According to the report, auditors "can help organizations with a comprehensive review of outsourcing operations, identify risks, provide recommendations to better manage the risks, and also [evaluate] the outsourcing activity's compliance with applicable laws and regulations."
The report notes what is well known at this point: many companies get so giddy about perceived savings that they enter outsourcing contracts without planning properly and without proper controls in place. The best outsourcing deals are approached as partnerships, and establishing clear metrics to audit helps maintain trust in these relationships.
The meat of the 30-page report, which was sponsored by PricewaterhouseCoopers, is in the two sections about control considerations for client and service provider operations.
In the former, the IIA says governance is the area organizations most frequently underestimate the "time and investment and the structural architecture necessary to manage accountability." It recommends a framework that addresses: alignment, feasibility, transaction, transition, optimization and transformation, and termination and renegotiation.
This structure simplifies the job of aligning the contract with business goals and monitoring the resulting relationship. But many of the recommendations are similar to the vetting companies do when entering any vendor partnership. Where it gets more interesting is in the considerations the IIA says companies should take into account when examining service provider operations.
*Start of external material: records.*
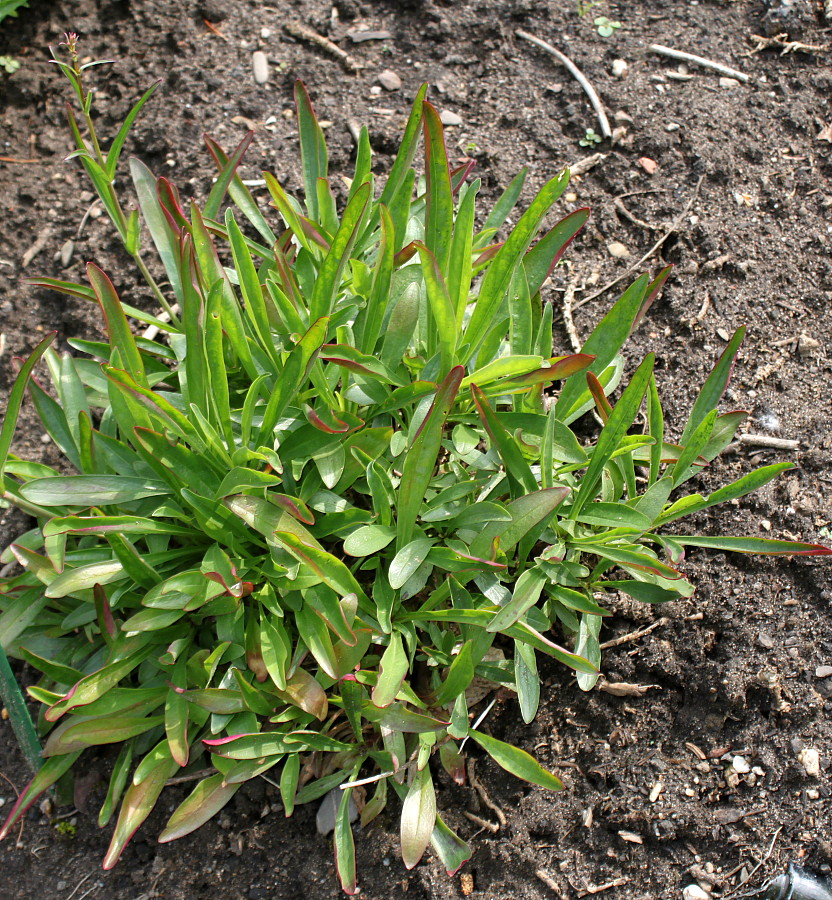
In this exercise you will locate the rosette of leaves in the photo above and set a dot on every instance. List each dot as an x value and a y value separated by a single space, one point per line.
333 491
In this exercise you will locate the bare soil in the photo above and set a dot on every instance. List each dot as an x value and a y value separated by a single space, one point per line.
641 810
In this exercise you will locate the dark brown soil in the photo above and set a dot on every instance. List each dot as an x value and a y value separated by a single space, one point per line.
752 161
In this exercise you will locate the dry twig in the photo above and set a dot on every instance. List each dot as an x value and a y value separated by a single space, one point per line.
634 635
674 227
786 46
699 61
312 37
577 74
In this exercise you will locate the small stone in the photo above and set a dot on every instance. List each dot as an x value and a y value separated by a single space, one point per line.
806 346
260 66
213 10
620 68
694 892
809 758
389 80
741 765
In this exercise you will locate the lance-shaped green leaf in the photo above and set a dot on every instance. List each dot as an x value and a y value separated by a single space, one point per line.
541 260
96 684
393 668
85 577
518 470
79 732
345 845
312 148
202 804
516 761
609 440
498 277
136 807
526 512
295 370
606 340
754 545
449 847
90 490
714 387
460 674
117 327
527 590
327 567
15 399
418 817
421 456
439 203
442 311
328 282
47 775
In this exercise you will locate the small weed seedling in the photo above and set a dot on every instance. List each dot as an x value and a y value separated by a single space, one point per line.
336 487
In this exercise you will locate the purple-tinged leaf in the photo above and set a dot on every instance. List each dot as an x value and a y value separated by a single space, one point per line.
449 847
136 807
516 761
46 776
202 804
754 545
418 817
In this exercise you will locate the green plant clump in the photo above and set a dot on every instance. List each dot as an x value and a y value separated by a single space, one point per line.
332 488
9 8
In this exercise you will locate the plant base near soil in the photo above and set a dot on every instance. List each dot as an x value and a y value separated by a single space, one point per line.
756 615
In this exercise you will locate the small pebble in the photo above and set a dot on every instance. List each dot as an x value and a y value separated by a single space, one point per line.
390 81
620 68
694 892
809 758
260 66
741 765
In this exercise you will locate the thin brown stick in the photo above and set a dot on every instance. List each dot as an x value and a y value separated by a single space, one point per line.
312 37
759 864
699 61
673 228
634 635
483 823
483 795
577 74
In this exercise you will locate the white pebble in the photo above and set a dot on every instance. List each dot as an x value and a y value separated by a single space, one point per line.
741 765
389 80
809 758
260 66
446 117
620 68
694 892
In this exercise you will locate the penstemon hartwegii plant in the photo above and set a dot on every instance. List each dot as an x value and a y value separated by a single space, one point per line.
334 491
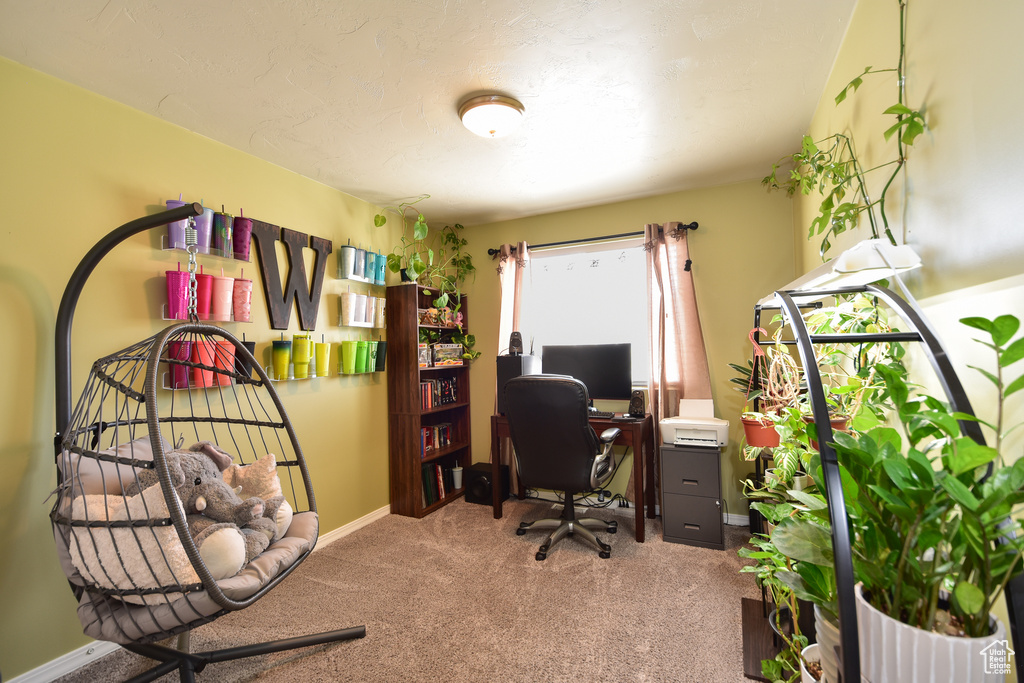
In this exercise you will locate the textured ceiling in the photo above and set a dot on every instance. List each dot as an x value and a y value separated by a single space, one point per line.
624 98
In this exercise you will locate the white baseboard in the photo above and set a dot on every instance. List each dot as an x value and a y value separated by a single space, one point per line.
341 531
97 648
736 520
67 664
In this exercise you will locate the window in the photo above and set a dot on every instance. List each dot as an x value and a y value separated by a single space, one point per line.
588 294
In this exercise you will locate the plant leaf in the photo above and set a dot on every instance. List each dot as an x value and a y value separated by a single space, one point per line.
1004 329
970 455
978 323
1012 353
970 597
1014 386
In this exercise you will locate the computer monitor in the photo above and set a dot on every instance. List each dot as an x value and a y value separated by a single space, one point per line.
605 369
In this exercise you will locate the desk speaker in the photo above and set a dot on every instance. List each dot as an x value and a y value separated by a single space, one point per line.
637 408
514 366
478 485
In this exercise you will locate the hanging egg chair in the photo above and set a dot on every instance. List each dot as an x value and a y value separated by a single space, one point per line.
182 492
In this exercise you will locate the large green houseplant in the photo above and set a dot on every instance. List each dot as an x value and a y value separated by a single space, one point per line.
933 537
832 167
411 256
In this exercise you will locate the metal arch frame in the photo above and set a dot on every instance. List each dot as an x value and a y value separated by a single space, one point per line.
953 389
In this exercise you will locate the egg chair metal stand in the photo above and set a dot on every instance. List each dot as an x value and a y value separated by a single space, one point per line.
124 542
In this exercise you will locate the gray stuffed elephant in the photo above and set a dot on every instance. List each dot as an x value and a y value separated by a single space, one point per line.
215 512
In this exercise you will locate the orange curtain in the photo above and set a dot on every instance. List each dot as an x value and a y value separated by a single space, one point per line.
511 268
678 356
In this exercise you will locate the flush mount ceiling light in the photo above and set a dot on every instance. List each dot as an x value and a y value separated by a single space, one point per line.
492 116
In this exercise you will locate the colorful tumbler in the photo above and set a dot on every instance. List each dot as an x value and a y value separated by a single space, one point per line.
282 355
220 298
177 295
224 360
223 244
204 295
203 352
300 355
242 232
179 374
242 296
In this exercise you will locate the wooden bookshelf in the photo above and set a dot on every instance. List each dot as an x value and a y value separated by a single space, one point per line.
411 496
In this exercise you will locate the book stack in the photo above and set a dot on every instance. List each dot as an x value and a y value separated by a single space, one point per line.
437 436
436 482
434 393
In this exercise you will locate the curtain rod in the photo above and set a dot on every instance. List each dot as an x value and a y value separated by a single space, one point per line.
639 233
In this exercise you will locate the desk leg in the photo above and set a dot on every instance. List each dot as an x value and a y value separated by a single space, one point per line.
648 442
638 498
496 471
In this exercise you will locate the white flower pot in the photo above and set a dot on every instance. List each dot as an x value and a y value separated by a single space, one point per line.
810 653
826 634
892 651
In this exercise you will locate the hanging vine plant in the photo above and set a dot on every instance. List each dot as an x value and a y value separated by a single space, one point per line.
832 167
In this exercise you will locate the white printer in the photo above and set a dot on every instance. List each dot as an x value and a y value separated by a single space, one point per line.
695 425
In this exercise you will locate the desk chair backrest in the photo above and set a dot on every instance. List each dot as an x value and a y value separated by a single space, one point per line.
555 445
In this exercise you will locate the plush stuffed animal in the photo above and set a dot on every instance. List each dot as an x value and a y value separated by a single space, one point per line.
228 531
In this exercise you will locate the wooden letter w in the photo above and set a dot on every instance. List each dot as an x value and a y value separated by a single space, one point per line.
279 299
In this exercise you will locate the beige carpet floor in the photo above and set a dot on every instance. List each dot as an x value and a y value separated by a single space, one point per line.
458 596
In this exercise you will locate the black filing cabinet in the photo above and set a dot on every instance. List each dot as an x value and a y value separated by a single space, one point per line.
691 496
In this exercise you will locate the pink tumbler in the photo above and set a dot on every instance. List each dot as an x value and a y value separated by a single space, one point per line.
225 361
242 231
242 299
177 295
220 298
203 352
204 294
176 229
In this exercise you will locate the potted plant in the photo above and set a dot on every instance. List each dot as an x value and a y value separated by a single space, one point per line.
830 165
408 257
773 382
449 267
930 514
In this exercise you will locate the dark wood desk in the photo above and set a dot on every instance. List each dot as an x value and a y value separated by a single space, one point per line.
638 434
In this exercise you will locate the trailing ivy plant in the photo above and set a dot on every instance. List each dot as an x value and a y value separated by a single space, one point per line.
410 252
832 167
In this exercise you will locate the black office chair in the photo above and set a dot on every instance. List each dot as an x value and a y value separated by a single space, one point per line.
556 449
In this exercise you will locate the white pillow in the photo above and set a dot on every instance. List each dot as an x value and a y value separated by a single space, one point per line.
99 476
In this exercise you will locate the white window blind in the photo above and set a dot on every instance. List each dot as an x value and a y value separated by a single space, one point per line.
588 294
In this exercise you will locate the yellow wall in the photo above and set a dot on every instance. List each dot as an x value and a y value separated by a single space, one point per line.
960 203
740 252
75 167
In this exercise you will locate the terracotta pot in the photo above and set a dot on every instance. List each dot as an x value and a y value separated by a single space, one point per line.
891 650
838 423
810 653
760 432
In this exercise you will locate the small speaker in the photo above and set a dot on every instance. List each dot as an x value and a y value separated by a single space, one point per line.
514 366
478 485
637 409
515 344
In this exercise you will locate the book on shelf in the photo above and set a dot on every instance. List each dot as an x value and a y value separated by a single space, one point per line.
435 436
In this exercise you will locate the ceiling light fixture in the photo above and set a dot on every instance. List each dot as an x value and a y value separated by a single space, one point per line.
492 116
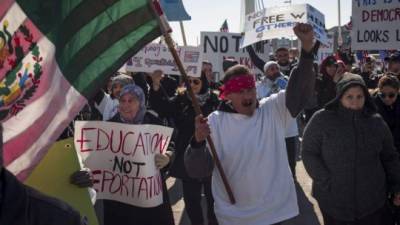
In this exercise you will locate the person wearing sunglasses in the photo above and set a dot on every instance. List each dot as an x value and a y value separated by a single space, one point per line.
348 151
180 109
388 103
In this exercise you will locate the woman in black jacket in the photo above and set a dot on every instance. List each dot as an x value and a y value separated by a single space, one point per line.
181 110
349 153
388 102
132 110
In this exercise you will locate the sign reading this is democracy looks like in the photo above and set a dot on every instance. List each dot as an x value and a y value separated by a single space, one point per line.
158 57
217 46
121 158
278 22
376 25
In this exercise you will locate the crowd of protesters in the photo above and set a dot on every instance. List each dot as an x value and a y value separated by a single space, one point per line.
343 117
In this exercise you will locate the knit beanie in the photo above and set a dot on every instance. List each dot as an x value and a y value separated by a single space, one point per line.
268 65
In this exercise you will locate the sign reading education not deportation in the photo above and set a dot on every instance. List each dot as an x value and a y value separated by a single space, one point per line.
158 57
376 25
278 22
121 158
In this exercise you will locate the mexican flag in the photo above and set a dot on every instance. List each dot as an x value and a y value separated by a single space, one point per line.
54 56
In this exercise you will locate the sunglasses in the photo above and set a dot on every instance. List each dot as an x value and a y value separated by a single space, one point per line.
195 82
389 95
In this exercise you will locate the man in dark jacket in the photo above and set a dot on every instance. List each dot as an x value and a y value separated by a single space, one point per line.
22 205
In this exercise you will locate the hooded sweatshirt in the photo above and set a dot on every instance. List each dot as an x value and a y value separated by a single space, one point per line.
350 156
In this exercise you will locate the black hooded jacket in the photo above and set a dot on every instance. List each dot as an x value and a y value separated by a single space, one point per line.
22 205
350 156
391 115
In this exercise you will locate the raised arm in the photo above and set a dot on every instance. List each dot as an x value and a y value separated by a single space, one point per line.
302 79
257 61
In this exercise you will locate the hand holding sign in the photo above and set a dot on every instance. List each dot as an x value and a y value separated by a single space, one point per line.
202 128
81 178
305 33
161 160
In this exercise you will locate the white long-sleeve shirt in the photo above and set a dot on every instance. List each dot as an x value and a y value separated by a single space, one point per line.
252 151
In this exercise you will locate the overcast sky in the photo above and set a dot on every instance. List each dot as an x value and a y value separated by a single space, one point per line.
208 15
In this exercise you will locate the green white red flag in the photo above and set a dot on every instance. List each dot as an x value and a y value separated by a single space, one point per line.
54 55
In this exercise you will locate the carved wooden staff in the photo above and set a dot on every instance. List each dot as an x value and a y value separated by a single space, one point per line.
170 43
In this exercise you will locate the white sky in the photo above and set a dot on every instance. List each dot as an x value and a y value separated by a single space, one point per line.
208 15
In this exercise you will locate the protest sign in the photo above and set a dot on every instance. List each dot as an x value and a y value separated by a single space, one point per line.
277 22
376 25
121 157
325 51
158 57
216 46
52 177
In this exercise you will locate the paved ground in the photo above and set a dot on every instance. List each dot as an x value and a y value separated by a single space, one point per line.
309 211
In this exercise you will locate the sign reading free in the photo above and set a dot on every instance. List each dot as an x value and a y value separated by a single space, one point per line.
278 22
376 25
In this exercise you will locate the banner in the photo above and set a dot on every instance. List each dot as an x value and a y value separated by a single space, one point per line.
158 57
325 51
278 22
121 157
216 46
52 175
376 25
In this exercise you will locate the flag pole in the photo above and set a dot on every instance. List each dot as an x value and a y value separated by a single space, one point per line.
170 43
183 33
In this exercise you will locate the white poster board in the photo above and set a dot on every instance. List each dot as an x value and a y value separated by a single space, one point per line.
121 158
216 46
376 25
277 22
158 57
325 51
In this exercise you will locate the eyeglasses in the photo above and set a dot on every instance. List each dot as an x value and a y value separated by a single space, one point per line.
384 95
193 81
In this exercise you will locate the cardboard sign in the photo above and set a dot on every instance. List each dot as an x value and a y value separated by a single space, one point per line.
216 46
158 57
278 22
325 51
376 25
121 157
52 176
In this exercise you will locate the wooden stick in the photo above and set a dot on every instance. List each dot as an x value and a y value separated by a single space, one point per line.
171 45
197 109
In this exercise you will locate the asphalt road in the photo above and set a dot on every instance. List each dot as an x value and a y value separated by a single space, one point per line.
309 211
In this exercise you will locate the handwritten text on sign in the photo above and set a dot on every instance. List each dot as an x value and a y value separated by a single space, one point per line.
158 57
376 25
278 22
217 46
121 158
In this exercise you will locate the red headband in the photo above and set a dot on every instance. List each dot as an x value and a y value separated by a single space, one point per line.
237 84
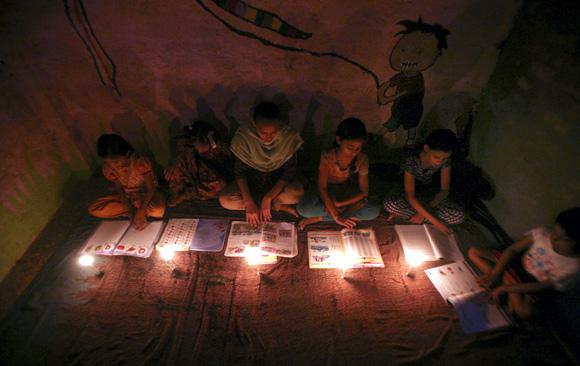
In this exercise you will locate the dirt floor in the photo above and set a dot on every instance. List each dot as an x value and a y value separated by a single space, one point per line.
208 309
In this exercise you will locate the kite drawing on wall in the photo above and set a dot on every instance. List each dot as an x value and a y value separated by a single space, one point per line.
261 18
416 51
264 19
106 69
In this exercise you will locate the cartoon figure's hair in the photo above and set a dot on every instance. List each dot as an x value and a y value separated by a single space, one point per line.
570 222
351 129
436 30
111 145
442 140
266 111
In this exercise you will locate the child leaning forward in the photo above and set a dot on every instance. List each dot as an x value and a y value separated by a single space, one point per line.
137 196
550 259
265 167
343 181
423 200
202 165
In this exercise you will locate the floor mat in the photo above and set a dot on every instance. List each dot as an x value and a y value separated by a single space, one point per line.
207 309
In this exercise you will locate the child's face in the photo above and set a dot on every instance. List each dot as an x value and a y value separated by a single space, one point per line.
200 146
118 162
267 130
435 157
562 243
349 148
415 51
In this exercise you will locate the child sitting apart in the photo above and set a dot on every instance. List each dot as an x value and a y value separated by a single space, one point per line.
136 195
550 260
343 181
265 167
202 166
423 200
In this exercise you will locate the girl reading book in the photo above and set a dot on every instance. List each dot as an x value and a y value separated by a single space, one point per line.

Key to this is evaluating the outsourcing company's IT control environment. "The control environment sets the organization's tone, impacts user behavior, and is the foundation for other internal control components," the IIA says.
You want to find "strong documented policies, procedures, and guidelines, as well as a clear definition of the roles and responsibilities of information systems personnel."
Regarding the latter, it is critical for the provider to supply detailed background checks on personnel and signed confidentiality agreements. The outfit also needs to be able to control everything from employee access to printers, photocopiers, the Internet and specific data elements, the IIA says. It should also have tools to scan e-mail, log employee work and manage passwords.